Thank you for being my reader. I wish you a wonderful 2014! See you next year.

Makes 10 to 12 tartlets [ø 7-8 cm]


  • 100 g granulated sugar
  • 100 g unsalted butter
  • ½ egg yolk
  • 1 pinch of salt
  • 250 g all-purpose flour
  • 1 pinch of baking powder
  • 25 ml whole milk
  • Dry beans or nuts for blind baking
  • Mix butter and sugar until well combined. Add egg yolk and salt. Then add flour, baking powder and milk to the dough. Knead the dough quickly. If the dough is too dry add more milk.
  • Wrap the shortcrust in clingwrap and let the dough rest for at least one hour in the fridge.
  • Butter and flour tartlet moulds.
  • On a well-floured surface or on parchment paper [I prefer using parchment paper] roll out the dough until 3 to 5 mm thick, depends on how you like your shortcrust. Cut out circles; the circles should be a little bit bigger than your tartlet moulds. Gently press the circle into the mould. Trim away any excess dough with a sharp knife. Prick the bottom of each tartlet with a folk.
  • Freeze the tartlets for 30 minutes. Maybe this sounds crazy to you but this is an amazing trick that I learned along the way. It prevents shrinking while baking. Ever since I use this method my tartlets turn out perfectly.
  • Preheat the oven to 160°C.
  • Line each tartlet with a piece of parchment paper and place dry beans or nuts on top of the parchment paper.
  • Bake tartlets for 20 to 25 minutes, until they are slightly golden in color.
  • Let the tartlets cool, remove dry beans or nuts and moulds. I always use almonds for blind baking because then I have delicious roasted almonds which are my favorite snack.

Mascarpone Cream

  • 2 egg yolks
  • 10 g corn starch
  • 25 g granulated sugar
  • 150 ml whole milk
  • 200 g mascarpone
  • Mix egg yolks with corn starch. Then add the sugar to the mixture and mix well.
  • Put the milk in a saucepan and heat the milk up. Pour the hot milk into the egg mixture and stir until all ingredients are well combined.
  • Pour mixture back into the pot. Stir mixture over medium heat. When the mixture starts to boil [you will notice that the mixture thickens] cook the mixture for two minutes and continue to stir while cooking. Remove the pan from the stove and put the mixture into a bowl. Cover the surface of the mixture with clingwrap which helps prevent skin forming. In case there are lumps in your mixture you can press the mixture through a sieve. Put the mixture aside and let it cool for one hour.
  • Stir the mixture smooth again. Add half of the mascarpone and stir until the cream is smooth, then add the rest of the mascarpone and stir again. Keep the mascarpone cream in the fridge [cover the cream with clingwrap] until you assemble the tartlets. You can also prepare the mascarpone cream a day ahead which I often do.

Raspberry sauce

  • 200 g frozen raspberries
  • 150 g jam sugar 1:1
  • Place raspberries and jam sugar in a pot. Over medium heat cook the mixture. Stir occasionally. When the raspberry sauce starts to boil, remove from the stove. 
  • Purée the raspberries and pour the sauce through a sieve. Cover the raspberry sauce with clingwrap and let it cool. You can prepare the sauce a day ahead as well.

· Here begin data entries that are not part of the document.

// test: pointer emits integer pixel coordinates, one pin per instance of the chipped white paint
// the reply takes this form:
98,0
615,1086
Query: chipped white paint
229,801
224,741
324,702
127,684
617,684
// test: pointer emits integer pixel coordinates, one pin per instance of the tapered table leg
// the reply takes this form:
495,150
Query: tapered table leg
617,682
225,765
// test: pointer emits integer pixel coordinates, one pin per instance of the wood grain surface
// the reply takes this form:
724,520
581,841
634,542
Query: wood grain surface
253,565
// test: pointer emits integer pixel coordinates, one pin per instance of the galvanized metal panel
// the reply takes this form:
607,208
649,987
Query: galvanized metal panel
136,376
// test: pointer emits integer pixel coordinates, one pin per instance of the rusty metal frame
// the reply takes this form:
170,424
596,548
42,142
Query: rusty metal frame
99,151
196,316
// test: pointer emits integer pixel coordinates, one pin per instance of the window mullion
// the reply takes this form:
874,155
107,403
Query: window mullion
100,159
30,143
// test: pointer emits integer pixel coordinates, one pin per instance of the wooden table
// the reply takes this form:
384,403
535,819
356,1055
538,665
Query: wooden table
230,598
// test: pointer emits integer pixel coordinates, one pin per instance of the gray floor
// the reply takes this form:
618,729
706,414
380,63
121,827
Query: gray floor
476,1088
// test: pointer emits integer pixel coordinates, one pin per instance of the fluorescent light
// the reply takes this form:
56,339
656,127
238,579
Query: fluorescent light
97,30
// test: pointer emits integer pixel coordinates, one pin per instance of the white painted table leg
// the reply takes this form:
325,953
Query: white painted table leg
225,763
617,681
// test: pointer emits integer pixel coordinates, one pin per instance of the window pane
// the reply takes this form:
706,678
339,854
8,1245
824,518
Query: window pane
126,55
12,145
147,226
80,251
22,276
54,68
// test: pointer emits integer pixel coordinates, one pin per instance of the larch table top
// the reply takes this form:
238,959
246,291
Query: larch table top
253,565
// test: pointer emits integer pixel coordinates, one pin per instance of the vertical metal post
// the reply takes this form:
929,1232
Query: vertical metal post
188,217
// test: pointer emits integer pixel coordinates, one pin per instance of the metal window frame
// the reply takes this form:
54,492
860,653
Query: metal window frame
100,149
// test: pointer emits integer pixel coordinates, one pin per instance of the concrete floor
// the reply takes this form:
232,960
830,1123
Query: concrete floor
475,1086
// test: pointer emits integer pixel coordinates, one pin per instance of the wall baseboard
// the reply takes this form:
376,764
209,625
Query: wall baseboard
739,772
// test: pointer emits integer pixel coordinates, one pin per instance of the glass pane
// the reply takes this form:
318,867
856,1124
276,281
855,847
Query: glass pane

About 400 g fresh raspberries
  • Place a teaspoon of raspberry sauce in the middle of each tartlet.
  • Fill the tartlets with mascarpone cream.
  • Decorate tartlets with fresh raspberries and garnish with the remaining raspberry sauce.

The recipe is taken from the book "Törtchen & Tartlettes" by Matthias Ludwigs. Matthias Ludwigs is a well known German pâtissier; he was "Pâtissier of 2009", awarded by Gault Millau.